Richard Greene

‘Home rule’ facing significant challenge in legislative session

Gov. Greg Abbott helped break ground in 2015 for Facebook’s Fort Worth center, which got local and state incentives.
Gov. Greg Abbott helped break ground in 2015 for Facebook’s Fort Worth center, which got local and state incentives. Star-Telegram

If you have been focused on other things lately, you may have missed the news that the Texas Legislature will convene for its next biennial session on Tuesday.

The last time our state representatives met, they collectively proposed more than 6,200 bills that would either revise or create new laws impacting the lives of Texans.

While just over 1,300 reached the governor’s desk, that’s still a lot of lawmaking, and keeping up with it all for ordinary people is a daunting task indeed.

Among this session’s many initiatives that should concern the residents of the state’s 1,216 cities, 1,031 public school districts and 254 counties are some that will challenge their power and freedom to decide what is best for them, their families, their economic opportunities and the future of their local communities.

Texas has a proud history of granting to its citizens the power of self-government under the concept of “home rule.” The Texas Municipal League provides a simple definition of what that means:

“Home rule is the right of citizens at the grassroots level to manage their own affairs with minimum interference from the state. Home rule assumes that governmental problems should be solved at the lowest possible level, closest to the people.”

While it may be hard to imagine any deterioration in that fundamental right in a state that is the epitome of the basic freedoms upon which our country was founded, there are initiatives that will be put forward in Austin to do just that.

After 10 years of recruiting and significantly funding select legislative candidates throughout the state, Empower Texans, its political action committee and its companion entity Texans for Fiscal Responsibility are optimistic they will succeed in denying certain of those local control powers.
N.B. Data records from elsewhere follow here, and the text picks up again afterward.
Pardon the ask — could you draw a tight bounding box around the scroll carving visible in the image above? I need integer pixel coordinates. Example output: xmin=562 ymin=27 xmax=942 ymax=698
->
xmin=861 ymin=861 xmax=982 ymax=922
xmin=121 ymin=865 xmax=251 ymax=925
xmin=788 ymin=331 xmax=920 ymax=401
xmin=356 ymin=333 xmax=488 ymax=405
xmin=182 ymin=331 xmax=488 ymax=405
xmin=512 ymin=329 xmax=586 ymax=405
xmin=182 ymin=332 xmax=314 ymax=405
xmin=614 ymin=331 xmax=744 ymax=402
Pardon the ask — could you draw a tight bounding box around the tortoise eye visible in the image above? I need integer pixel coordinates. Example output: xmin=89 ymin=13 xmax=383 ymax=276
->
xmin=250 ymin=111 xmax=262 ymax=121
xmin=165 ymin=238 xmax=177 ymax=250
The organization is by any appearance a stalwart of conservatism. That’s the kind of political body I would gladly champion. Much of their agenda is bedrock, solid ideology from the right.

But their aggressive initiatives to erode local control suggest they are more statists than they would appear.

Some of what they want to achieve through their legislative allies that they helped to elect is to deliver over to the state certain controls that have always been in the hands of local citizens.

Couched in appealing rhetoric of lower taxes, spending limits, reduced debt and transparency of local government entities, they appear to be the friend of all right-thinking people.

A closer look at what they want to do reveals a very different picture.

Take the issue of economic development as an example. Empower Texans’ position is that of “free market values.” Sounds pretty good, doesn’t it?

However, they actually want to stop the use of incentives cities provide to attract local investment by corporate America and jobs for local residents. It’s a long-established practice across the country and already tightly controlled in Texas.

If Texas can’t compete, then our booming economy goes bust.

As it stands now, that power is in the hands of locally elected city councils, school boards and county officials. If voters don’t like what their chosen leaders are doing, they can replace them.

We’ll get deeper into this and other issues of local concern in the days ahead.

In the meantime, Empower Texans is co-sponsoring a panel discussion at 7 p.m. Tuesday at the Hilton Fort Worth.

Among the topics to be aired is what is billed as “lawmakers seeking to enact a variety of reforms” of the ability of local entities to be free to govern their own affairs.

Sound interesting? It should.

Richard Greene is a former Arlington mayor and served as an appointee of President George W. Bush as regional administrator for the Environmental Protection Agency.